現役時代、50戦7勝だったステイゴールドが、史上7頭目の「三冠馬」オルフェーヴル、ダービー(6月1日開催)出走予定の「2歳女王」レッドリヴェール、「天皇賞・春2連覇」フェノーメノ、「GⅠ4勝」ゴールドシップといった大物産駒を次々と輩出するまでの軌跡を描いた、『黄金の旅路 人智を超えた馬・ステイゴールドの物語』がこのたび講談社から刊行された。そこで今回、著者の石田敏徳氏が、ステイゴールドの調教助手を務めた池江泰寿氏(現調教師)に特別インタビューをした。池江師は、知られざるステイゴールドの現役時代のエピソードから、ステイゴールド産駒とディープインパクト産駒の違い、ダービー出走予定のトゥザワールドとトーセンスターダムの分析、そして、いよいよ今夏デビュー予定の〝注目馬〟アッシュゴールド(オルフェーヴル、ドリームジャーニーの全弟)への期待まで、縦横無尽に語ってくれた。
──調教助手として携わった現役時代、競走馬としてのステイゴールドにはどんな印象を抱いていましたか?

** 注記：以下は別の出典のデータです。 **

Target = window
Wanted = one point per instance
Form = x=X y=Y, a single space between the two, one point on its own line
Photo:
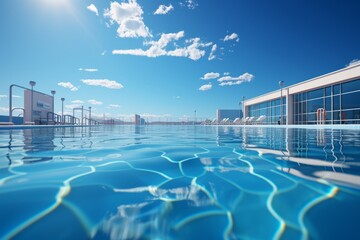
x=351 y=86
x=315 y=105
x=350 y=100
x=328 y=91
x=315 y=94
x=336 y=103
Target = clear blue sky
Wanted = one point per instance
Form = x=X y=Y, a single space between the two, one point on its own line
x=147 y=63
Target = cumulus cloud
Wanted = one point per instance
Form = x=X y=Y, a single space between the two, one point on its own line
x=114 y=106
x=103 y=83
x=158 y=48
x=162 y=9
x=93 y=9
x=4 y=109
x=232 y=36
x=353 y=62
x=88 y=69
x=210 y=75
x=205 y=87
x=228 y=80
x=68 y=85
x=71 y=106
x=128 y=15
x=94 y=102
x=212 y=55
x=190 y=4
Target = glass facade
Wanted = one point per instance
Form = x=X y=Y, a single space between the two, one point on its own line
x=270 y=109
x=341 y=104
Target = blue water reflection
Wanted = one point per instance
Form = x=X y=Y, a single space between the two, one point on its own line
x=180 y=182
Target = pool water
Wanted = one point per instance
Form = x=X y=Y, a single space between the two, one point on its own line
x=179 y=182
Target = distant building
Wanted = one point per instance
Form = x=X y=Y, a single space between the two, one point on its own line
x=42 y=105
x=231 y=114
x=138 y=120
x=333 y=98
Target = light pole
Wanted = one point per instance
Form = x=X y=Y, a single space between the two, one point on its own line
x=194 y=117
x=62 y=110
x=32 y=84
x=89 y=115
x=243 y=107
x=53 y=92
x=281 y=84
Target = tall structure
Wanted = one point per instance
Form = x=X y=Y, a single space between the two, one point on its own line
x=333 y=98
x=231 y=114
x=37 y=105
x=137 y=120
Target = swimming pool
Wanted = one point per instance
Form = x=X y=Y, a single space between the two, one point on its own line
x=179 y=182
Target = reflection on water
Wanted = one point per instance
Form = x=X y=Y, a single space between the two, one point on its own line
x=308 y=151
x=167 y=182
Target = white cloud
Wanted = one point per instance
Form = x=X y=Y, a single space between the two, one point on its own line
x=231 y=37
x=228 y=80
x=93 y=8
x=71 y=106
x=4 y=109
x=158 y=48
x=163 y=9
x=128 y=15
x=88 y=69
x=68 y=85
x=205 y=87
x=77 y=101
x=191 y=4
x=94 y=102
x=210 y=75
x=212 y=55
x=103 y=83
x=114 y=106
x=353 y=62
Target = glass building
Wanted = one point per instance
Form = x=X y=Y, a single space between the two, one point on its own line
x=333 y=98
x=231 y=114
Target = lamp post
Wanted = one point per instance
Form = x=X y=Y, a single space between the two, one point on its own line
x=281 y=84
x=53 y=92
x=89 y=115
x=243 y=107
x=32 y=84
x=62 y=110
x=194 y=117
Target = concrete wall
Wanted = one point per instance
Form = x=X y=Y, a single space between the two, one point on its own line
x=42 y=104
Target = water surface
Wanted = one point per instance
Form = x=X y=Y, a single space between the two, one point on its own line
x=179 y=182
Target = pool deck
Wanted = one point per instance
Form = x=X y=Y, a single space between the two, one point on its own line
x=334 y=126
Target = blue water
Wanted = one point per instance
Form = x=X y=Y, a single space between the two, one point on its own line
x=179 y=182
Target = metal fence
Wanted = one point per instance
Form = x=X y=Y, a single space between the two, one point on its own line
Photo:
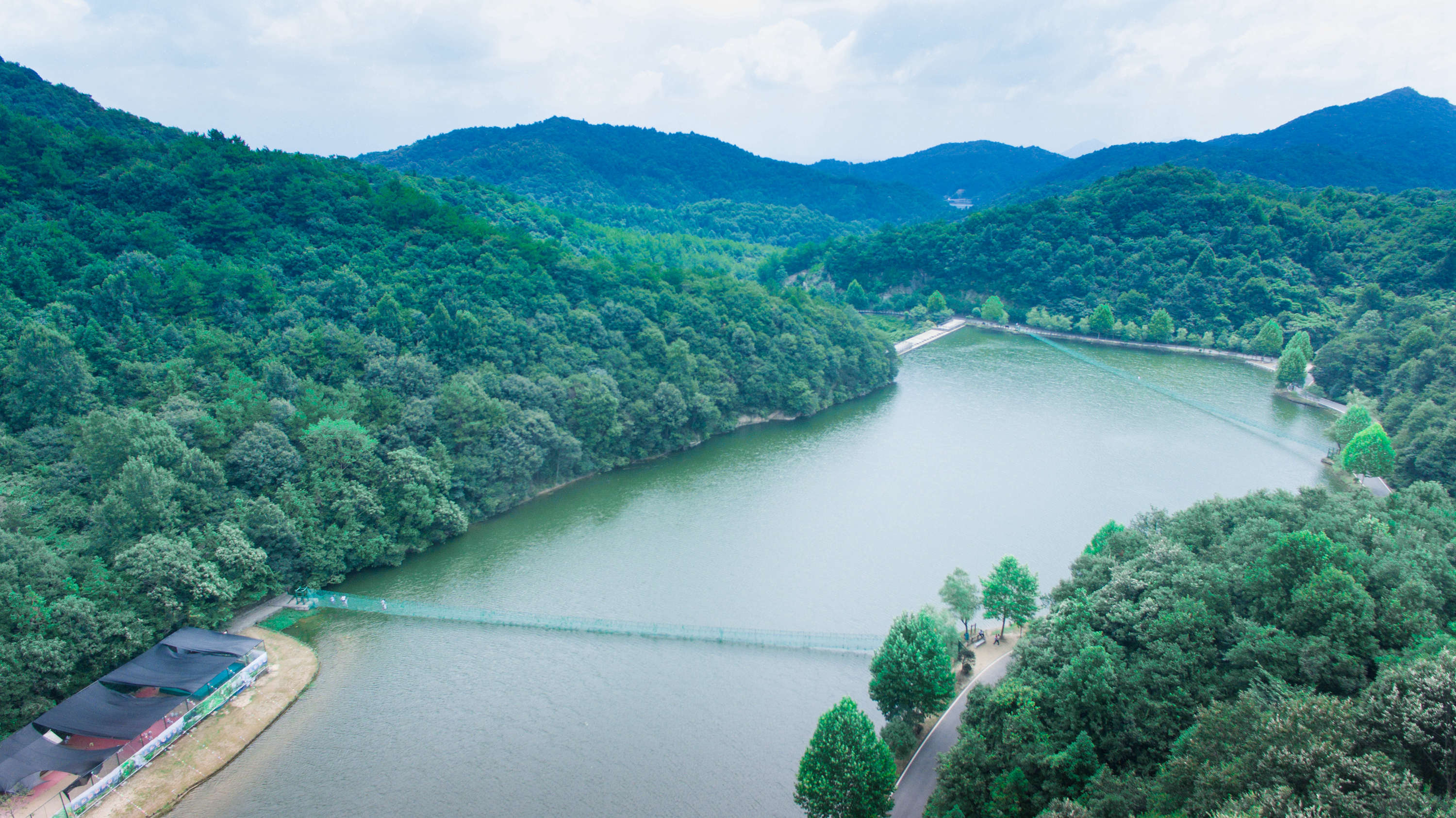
x=663 y=631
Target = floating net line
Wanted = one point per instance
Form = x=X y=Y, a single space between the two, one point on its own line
x=867 y=642
x=1184 y=400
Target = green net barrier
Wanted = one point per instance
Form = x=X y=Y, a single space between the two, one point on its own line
x=1184 y=400
x=663 y=631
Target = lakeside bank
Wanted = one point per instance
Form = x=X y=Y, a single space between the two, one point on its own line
x=918 y=775
x=216 y=741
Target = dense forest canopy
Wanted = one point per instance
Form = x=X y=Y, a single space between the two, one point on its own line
x=231 y=372
x=1394 y=142
x=1280 y=654
x=664 y=183
x=982 y=171
x=1368 y=276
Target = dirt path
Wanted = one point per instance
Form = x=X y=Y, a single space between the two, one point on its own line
x=212 y=744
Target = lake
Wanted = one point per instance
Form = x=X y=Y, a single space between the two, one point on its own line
x=989 y=444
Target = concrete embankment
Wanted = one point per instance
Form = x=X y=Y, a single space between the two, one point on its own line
x=918 y=341
x=1257 y=360
x=213 y=743
x=918 y=781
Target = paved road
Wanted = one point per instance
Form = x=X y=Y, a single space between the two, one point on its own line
x=918 y=782
x=257 y=613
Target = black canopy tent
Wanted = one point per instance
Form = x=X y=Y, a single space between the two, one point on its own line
x=164 y=667
x=101 y=712
x=200 y=641
x=28 y=753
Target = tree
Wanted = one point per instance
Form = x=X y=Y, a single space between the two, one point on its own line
x=935 y=305
x=963 y=597
x=846 y=772
x=46 y=379
x=993 y=311
x=1285 y=751
x=912 y=671
x=1352 y=422
x=1161 y=327
x=1270 y=340
x=1411 y=708
x=263 y=457
x=1011 y=591
x=1292 y=366
x=1371 y=453
x=1301 y=341
x=1103 y=321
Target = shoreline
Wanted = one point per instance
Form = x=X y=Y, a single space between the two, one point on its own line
x=215 y=743
x=1263 y=362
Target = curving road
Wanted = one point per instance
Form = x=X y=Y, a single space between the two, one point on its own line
x=918 y=782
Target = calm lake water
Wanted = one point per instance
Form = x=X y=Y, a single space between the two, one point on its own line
x=989 y=444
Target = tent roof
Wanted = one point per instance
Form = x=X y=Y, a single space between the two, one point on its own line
x=105 y=714
x=212 y=642
x=164 y=667
x=27 y=753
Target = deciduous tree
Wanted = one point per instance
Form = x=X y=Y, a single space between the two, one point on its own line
x=963 y=597
x=1371 y=453
x=1270 y=340
x=912 y=671
x=846 y=772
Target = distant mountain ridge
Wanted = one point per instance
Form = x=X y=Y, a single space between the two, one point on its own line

池江:とにかく「我の強い馬だった」というのが最大の印象ですね。
現役時代、一緒に戦ったスペシャルウィークやテイエムオペラオーなどと比べても、ステイゴールドは遜色のない能力を秘めてはいたんです。気性さえもう少し丸くなって、人間のいうことを聞いてくれるようになれば十分、そうした馬たちにも先着できる自信がありました。なのに、なかなか勝てない。スタッフの一人として、それが凄く歯がゆかったですね。
周囲からはブロンズ、シルバーコレクターなどといわれましたが、決して2着、3着にしかこられないレベルの馬ではなかった。勝てる能力を秘めているのに、勝たせることができないという歯がゆさを感じ続けていました。
ではなぜ、勝てなかったのかといえば、気性の激しさ、難しさ、要は我の強さが大きな要因。ただ、競走馬にとっては気性というファクターも能力のひとつですから。
──調教や運動の際には本当によく立ち上がったみたいですね。
池江:立ち上がりましたねえ。それに厩舎にいるときでもステイゴールドの馬房の前を通ると、コブラみたいに凄い勢いで人間に襲いかかってくるんです。とても草食動物とは思えない、そう、まるで肉食獣のような激しさを感じる馬でした。